Alguém aí pode me explicar porque diabos eu fico sonhando com o Marcos Paulo, aquele lá da Globo? Semana passada ele tava dirigindo um ônibus, no qual obviamente eu estava e obviamente se chocou com um caminhão e todo mundo morreu tostado nas labaredas; dias depois ele era o caixa de uma loja, que obviamente foi assaltada por um bando com metralhadoras e obviamente todo mundo morreu com as cabeças esburacadas das balas poderosas; e essa noite ele queria me vender um galão de água por R$ 260,00. Duzentos e sessenta reais. Eu argumentava que um galão de água não pode custar mais que R$ 4,50, mas ele dizia que o dele custava duzentos e sessenta. Eu comecei a chorar porque não tinha dinheiro, e adivinha o que ele fez?

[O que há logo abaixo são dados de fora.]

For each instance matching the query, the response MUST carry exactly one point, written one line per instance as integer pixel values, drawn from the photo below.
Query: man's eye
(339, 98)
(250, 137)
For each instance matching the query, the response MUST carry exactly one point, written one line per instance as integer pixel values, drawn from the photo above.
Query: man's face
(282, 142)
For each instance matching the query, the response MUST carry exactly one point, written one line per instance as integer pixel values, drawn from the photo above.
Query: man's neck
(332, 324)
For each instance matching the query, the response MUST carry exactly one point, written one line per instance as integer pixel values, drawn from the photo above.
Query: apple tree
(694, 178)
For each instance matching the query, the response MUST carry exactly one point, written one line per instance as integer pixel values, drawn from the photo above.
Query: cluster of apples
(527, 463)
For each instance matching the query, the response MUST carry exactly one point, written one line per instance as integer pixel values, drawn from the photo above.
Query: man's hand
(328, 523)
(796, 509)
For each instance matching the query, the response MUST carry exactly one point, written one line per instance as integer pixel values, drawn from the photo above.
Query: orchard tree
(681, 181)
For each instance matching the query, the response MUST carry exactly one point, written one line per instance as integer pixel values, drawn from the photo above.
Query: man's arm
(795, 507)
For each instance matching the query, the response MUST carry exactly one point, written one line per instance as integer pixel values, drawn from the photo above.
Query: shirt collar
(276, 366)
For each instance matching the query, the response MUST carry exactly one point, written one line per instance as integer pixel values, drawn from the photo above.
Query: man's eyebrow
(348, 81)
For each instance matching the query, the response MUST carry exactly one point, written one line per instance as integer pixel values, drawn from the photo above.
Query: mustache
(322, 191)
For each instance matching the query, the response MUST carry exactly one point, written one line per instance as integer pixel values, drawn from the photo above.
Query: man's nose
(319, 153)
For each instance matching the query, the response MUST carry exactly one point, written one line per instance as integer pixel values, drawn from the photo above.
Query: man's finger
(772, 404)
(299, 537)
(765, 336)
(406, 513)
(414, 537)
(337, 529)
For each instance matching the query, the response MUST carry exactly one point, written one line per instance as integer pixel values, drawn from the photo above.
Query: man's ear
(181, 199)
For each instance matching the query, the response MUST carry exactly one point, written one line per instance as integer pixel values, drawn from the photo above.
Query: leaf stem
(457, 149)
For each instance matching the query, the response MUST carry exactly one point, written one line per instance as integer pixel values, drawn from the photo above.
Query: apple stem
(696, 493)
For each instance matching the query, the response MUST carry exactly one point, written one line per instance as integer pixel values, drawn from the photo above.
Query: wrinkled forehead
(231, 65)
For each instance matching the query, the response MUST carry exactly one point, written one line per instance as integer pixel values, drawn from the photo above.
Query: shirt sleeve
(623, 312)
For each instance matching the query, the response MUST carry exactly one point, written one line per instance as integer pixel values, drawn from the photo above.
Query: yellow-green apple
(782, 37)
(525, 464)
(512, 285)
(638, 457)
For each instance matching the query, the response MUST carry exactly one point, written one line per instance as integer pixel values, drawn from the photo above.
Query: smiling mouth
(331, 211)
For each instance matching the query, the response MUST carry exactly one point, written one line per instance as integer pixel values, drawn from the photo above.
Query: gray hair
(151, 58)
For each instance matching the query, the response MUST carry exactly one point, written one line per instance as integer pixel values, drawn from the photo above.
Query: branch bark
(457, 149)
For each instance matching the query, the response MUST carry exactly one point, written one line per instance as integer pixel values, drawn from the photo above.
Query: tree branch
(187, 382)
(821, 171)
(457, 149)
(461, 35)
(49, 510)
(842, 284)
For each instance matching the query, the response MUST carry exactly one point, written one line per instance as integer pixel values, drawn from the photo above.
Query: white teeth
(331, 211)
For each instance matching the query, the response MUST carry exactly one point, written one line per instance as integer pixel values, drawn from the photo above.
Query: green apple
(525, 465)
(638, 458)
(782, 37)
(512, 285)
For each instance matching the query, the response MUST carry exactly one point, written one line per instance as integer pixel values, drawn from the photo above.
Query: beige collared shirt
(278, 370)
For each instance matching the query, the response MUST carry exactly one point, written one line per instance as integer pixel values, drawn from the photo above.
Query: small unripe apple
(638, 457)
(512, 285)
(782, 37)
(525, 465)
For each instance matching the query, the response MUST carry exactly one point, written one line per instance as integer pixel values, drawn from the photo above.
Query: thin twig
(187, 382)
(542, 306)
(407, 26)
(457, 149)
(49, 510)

Me assassinou com o galão. Que era de vidro.


....


E olha que nem Globo eu assisto.

12.10.2004

And the feeling coming from my bones says find a home




Tantas, tantas mudanças que eu nem sei por onde começar. Minha vida está tão, mas tão bagunçada, que não sei como ajeitar isso tudo até janeiro. Não sei como, mas terei que dar um jeito, já que, felizmente, dessa vez as mudanças são para melhor. Ufa. Minha cabeça, então, nem se fala. Minha cabeça já é tumultuada por natureza. Esses dias tenho tido a sensação que uns moleques fizeram um arrastão nas minhas idéias...e muita coisa foi levada embora, mas a maioria só está fora do lugar mesmo. Aquelas gavetinhas onde eu guardava algumas vergonhas sumiram, e não tenho idéia de onde foram parar. Aquele arquivo de metal antigo, onde, nas pastas suspensas, eu tinha algumas convicções para toda a vida, e que inclusive estava fechado à chave, deu lugar a uma estante, onde posso ver os meses do futuro, alinhadinhos, cheios de promessas e cores que nunca vi antes. Aquelas caixas de papelão, empilhadas temporariamente para sempre naquele canto escuro, onde eu escondia alguns terrores, foram jogadas no chão e tudo se espalhou: agora vejo alguns demônios vindo lenta e implacavelmente em minha direção, outros se arrastando para as frestas do chão de tábuas, outros se liquefazendo e logo em seguida evaporando. Tudo confuso e desordenado, e mal consigo acordar e viver, sem esbarrar em algo que não estava ali, caralho, simplesmente não estava ali antes. E eu aqui, perplexa, pensando em como será que essa história vai acabar. Como será meu futuro.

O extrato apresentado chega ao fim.